“Somos Sur” is a rap and hip-hop song by Chilean-French artist Ana Tijoux. To me it insists that this world needs thinking, analysis and action from the South.
The song vibrantly also features Palestinian-British rapper Shadia Mansour and provides hip hop and rap at its best—constructively angry; ruthless in speaking back to power. But also in joining dots; rhythmically it enfolds and unfolds wider geographies of solidarity. So, in solidarity with the people of Gaza, listen to it!
Somos Sur, Hip Hop and Cape Flats
“Somos Sur” also speaks through its registers of rhythm and movement to our own academic project around situated urban political ecologies (SUPE)—and to southern urbanism; and in making use of experiences and intellectual traditions from ‘the elsewheres’ of this world in order to assemble departure points for critique and radical democratic practice.
The song links directly to what I have learnt from my meetings with Capeflatsian hip hoppers Emile YX? and Mixed Mense.

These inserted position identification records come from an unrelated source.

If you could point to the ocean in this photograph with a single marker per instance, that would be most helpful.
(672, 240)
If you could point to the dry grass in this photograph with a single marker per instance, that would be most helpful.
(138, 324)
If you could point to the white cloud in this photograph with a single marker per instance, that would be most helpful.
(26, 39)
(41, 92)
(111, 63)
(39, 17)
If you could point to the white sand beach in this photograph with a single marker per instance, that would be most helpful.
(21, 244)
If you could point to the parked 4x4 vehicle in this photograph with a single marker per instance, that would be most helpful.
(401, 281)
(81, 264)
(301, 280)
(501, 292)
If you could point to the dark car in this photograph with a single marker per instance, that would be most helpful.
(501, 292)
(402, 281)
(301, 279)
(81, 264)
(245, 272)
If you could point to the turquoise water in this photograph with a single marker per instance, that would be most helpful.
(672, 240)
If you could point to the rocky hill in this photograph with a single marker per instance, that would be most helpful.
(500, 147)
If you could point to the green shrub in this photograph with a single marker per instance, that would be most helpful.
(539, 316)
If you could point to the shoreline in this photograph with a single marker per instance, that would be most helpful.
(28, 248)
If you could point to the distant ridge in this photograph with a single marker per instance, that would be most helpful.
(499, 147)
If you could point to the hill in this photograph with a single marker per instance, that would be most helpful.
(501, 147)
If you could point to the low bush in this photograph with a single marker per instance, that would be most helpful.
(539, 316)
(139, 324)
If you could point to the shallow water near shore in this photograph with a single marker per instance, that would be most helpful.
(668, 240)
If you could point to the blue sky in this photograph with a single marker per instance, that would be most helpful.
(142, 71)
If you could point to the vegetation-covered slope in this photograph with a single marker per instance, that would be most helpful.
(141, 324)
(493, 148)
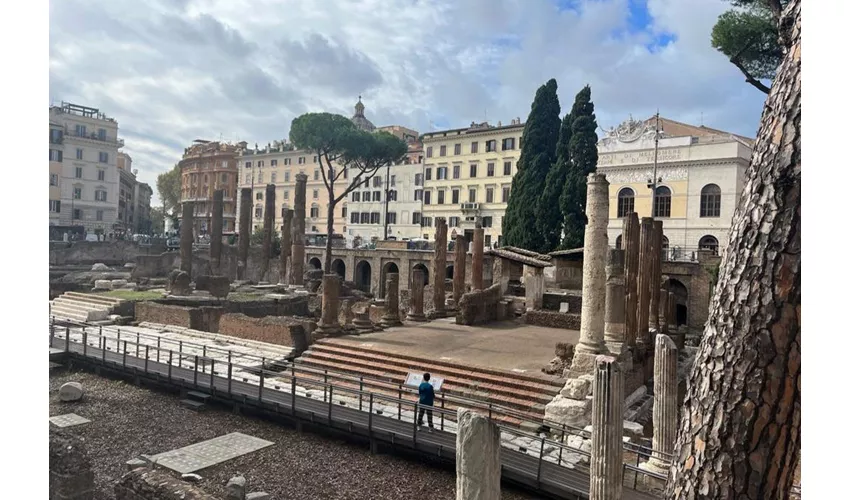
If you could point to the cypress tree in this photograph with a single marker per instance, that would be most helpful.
(583, 157)
(550, 220)
(539, 140)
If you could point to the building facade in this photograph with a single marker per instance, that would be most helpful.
(701, 176)
(207, 166)
(84, 148)
(467, 178)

Their hip hop and pedagogic work in Cape Town can certainly be described as a democratic practice in that it shifts how, and who can speak into the future of Cape Town.
Over the last couple of years I have reported on how their hip hop performs deep differences to call into being the possibility of agency and new imaginaries of democracy, in spite structural oppression. See for instance my texts on their performance at Princess Vlei, in the magazine Urban Wetlands: South Asia; and here in conversation with Emile at Stanford. Their hip hop has flowed into my critique of ‘ecosystem services’ and other technologies of de-politicisation that environmental discourse is often wrapped up in (listen to this argument in my webinar from Portland State University).
Hip hop as tool of critique and pedagogy: documentary from Cape Town
In regards of what hip hop can do, as a practice to critique and engage structural oppression, I can here mention a recent documentary film about the Cape Town hip hop scene created by US-based Kareem Alston.
The film features the many nationalities of hip hoppers in Cape Town that share their talent and devotion to hip hop as a tool of critique and pedagogy. It goes a long way to animate discussions how democratic practices can be developed from the felt sense of equality, and not from handed down ideas of simply voting every fourth or fifth year. As such of course it revives the deep democratic experiment and tradition from Cape Flats of the 1980s when United Democratic Front and other collectivities developed street-based direct democratic practices in the height of onslaught and struggle (see for instance writings by Jeremy Seekings). Another contribution from the film is that it shows how Cape Town is worlded across the continent through these hip hoppers. (30 min long.)
In solidarity: Palestinians, Mapuche and Capeflatsians
So, listen to “Somos Sur” in solidarity with Palestinians, Mapuche, and Capeflatsians. As my friend Oddveig wrote to me in fighting spirit when recommending “Somos Sur”, herself latina living in Cape Town, “doesn’t this just make you happy!”